I never understood the point of Twitter and never really learned how to use it. I mean I have a Twitter account but it usually sits in the corner mumbling while nursing a glass of whiskey. There were so many things about this concept that frightened me. First there’s the whole learning how to use a new social media aspect that can be pretty jarring. Since Facebook, which I use religiously, appears to be slowly turning itself into Twitter with its own use of hashtags, the ability to post on both forums at the same time and their recent facelift that’s had everyone screaming in recent weeks, I discovered Twitter wasn’t as difficult to use as I’d thought. So that was one hurdle down.

My relationship w/Twitter


Then there was the more daunting task of writing that perfect pitch to get people interested again in less than 140 characters. For those of you who don’t understand just how short 140 characters actually is, check this out:

This is the name of my book. It is about this, set in this time period and the characters do this. The story is in this genre 5left #pitmad

See that? That is 140 characters. So the object of Pitmad and campaigns like it is, again, to make your novel appealing enough to get an inquiry from a literary agent or publisher. Not only that but because Twitter won’t post duplicate postings, you can’t just constantly post the same great over and over again. This means you need to come up with several decent pitches.

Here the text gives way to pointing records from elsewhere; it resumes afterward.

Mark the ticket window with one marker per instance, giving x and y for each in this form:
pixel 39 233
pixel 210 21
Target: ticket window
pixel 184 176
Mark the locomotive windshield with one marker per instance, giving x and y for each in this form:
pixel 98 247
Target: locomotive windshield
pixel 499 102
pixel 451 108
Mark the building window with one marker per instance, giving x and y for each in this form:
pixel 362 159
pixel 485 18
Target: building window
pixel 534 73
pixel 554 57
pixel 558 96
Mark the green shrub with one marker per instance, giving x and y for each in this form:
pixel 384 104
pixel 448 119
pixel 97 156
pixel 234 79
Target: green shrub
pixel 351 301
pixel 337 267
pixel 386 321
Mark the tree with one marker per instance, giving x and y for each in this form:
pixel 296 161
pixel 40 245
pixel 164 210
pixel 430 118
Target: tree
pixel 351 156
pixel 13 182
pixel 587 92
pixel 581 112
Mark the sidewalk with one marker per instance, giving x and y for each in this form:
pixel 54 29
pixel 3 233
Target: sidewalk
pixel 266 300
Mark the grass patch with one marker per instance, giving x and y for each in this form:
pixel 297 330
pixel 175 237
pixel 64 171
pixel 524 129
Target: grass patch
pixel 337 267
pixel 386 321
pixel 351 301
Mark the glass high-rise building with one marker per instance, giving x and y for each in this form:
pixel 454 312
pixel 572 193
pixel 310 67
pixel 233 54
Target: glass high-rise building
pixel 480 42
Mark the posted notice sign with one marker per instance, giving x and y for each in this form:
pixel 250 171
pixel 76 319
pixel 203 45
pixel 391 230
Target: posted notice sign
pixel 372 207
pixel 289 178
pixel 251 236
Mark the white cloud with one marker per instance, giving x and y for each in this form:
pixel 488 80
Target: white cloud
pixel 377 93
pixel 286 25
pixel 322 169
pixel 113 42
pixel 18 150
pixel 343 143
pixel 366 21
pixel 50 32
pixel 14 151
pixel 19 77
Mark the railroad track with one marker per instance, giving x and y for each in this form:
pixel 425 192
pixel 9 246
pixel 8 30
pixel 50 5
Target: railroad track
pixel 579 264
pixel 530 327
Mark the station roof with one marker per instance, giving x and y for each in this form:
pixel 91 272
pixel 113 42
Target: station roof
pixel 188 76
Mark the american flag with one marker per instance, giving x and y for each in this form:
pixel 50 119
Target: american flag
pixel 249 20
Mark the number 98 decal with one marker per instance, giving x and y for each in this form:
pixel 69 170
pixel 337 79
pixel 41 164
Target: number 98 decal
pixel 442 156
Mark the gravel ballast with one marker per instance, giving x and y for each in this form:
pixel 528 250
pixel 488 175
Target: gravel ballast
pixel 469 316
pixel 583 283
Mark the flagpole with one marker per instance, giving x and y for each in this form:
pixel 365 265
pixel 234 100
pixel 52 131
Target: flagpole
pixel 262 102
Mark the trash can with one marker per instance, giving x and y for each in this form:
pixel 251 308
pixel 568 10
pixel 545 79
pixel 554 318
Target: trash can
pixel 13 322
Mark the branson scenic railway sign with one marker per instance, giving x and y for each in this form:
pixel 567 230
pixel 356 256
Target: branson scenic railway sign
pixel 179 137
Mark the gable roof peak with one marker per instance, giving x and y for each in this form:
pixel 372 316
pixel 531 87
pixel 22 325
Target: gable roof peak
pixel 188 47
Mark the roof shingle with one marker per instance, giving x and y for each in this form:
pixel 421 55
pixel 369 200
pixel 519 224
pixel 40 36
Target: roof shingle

At first I thought, oh hell, I can’t do that! Then I realized you’d better be able to do it because if you can’t figure out at least 10 different ways to show your creativity to entice someone enough to want to represent you or peddle your product, you don’t need to be writing!

So I did some research since I never experienced a Pitmad type of event before and found the following tips helped.

The following are abbreviated hashtags recognized by the literary community. They also attract agents and publishers who are interested only in certain genres and who don’t feel like wading through thousands of tweets that don’t pertain to them.

#YA = Young Adult
#MG = Middle Grade
#A = Adult
#NA = New Adult
#PB = Picture Book
#CB = Chapter Book
#NF = Non-fiction

Before tweeting make absolutely sure your manuscript is completely finished. Many times writers will tweet a pitch for a work in progress and when contacted, disappointment abounds for 9 times out of 10 these people are only interested in a finished product and now the aspiring writer has wasted an opportunity. Also, be sure to proofread your finished manuscript for typos, grammar and spelling errors. If your manuscript isn’t polished upon submission, it makes you look like the amateur you are and provides a lot of extra work that many agents and publishers may not want to do.

Don’t bombard the twitter verse with your pitches. Yes, with the hundreds of tweets marching past your feed, there’s the fear that yours will get swallowed up if you don’t. However, this is considered bad form and can be downright annoying. People searching for writers will find you via your hashtags and often times will scan the tweets once the event is over and the smoke has cleared. Your best bet is to tweet your pitch twice an hour and at less congested times. I noticed activity jumped on the hour, half and quarter hours so I chose to tweet during odd minutes like 2:17 or 4:49.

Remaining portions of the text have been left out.